During the 3 years I worked for Paul, I discovered three core values that were the foundation that I would later stand on through some of the toughest challenges I would face in both my personal and professional life. Those values were care, perseverance and creativity. Today I want to talk to you about care.
Paul was the first manager I had ever worked for that inspired me to want to go to work every day. He was truly a good coach who made me feel like I could be honest about my career aspirations despite the fact that they were contrary to the position I held at the company. He was truly a leader because working for him felt less like work and more like a team environment that I wanted to be part of.
Almost 10 years have passed and I still think about how much I learned working for Paul. He taught me how to win but more importantly, he taught me that it was ok to lose once and a while so long as you took the loss on the chin and learned from it.

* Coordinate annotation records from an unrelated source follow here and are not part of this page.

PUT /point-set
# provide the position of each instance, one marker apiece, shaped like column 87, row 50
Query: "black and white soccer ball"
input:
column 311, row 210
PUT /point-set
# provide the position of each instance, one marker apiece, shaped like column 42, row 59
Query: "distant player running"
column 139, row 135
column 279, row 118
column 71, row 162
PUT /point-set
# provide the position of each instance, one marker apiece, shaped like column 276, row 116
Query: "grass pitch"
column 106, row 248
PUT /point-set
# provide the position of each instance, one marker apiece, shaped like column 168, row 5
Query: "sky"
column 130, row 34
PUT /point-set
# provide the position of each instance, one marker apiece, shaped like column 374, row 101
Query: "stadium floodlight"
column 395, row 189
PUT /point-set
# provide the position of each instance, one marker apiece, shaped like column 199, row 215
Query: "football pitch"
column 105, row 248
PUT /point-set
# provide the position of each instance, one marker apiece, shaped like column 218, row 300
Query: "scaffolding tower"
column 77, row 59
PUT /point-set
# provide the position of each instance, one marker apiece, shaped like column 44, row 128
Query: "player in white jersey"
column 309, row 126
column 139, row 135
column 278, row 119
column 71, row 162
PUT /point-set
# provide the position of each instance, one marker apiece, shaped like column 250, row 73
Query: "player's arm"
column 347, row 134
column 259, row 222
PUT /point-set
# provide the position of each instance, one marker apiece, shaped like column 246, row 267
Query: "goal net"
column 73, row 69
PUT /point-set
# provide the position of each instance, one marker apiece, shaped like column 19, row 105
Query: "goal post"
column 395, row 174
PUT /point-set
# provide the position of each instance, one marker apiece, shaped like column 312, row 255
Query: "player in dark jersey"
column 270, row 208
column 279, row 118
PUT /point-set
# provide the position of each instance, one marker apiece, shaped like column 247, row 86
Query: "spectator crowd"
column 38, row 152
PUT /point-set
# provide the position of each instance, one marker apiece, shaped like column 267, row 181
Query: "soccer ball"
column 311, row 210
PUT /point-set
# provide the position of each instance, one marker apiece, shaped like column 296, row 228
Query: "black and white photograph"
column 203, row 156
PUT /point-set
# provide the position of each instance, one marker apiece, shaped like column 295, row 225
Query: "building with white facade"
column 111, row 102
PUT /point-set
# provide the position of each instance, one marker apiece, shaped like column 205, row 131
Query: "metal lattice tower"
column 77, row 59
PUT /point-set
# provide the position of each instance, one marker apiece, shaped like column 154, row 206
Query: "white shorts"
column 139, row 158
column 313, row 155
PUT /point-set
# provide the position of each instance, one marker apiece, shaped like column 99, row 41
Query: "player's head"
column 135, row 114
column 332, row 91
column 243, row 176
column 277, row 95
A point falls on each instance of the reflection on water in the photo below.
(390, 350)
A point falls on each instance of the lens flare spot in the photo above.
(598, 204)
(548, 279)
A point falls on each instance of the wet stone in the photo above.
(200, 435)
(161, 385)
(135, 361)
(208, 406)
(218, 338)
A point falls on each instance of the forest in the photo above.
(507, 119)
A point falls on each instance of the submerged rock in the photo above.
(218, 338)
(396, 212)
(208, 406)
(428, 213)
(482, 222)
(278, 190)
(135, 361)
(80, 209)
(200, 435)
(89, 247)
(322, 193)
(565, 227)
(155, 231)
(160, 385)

As I think back to all of the mentors I’ve had over the years, he stands out because he was the first person to demonstrate caring at work. Other managers might have discouraged me from pursuing things I was passionate about because they didn’t align with company objectives but Paul didn’t do that. He got to know me on a personal level: he cared about me as a person.
During my time on Paul’s team, I made a vision board which included moving to AZ and going to law school. During those three years, I worked on myself by working overtime, and reading as much as I could and by the time I was ready to leave, I had won prestigious awards and saved enough money to move to Arizona and pursue my dreams. When I finally made the decision to leave, I felt truly supported in that decision and Paul – well he made a friend for life.
Caring about people isn’t something you can teach but I believe that most people do it naturally when they take the time to understand someone. It’s impossible to know someone and not to care for them and that’s the beauty of just giving someone a little time.
I’ve had quite a few leadership positions over the years – from management roles even so far back as to President and Chapter Founder of my sorority and the one thing that sticks out in all of that experience is how important it is to slow down and take the time to share a moment with someone.
A moment may lead to something bigger – something you never expected could happen.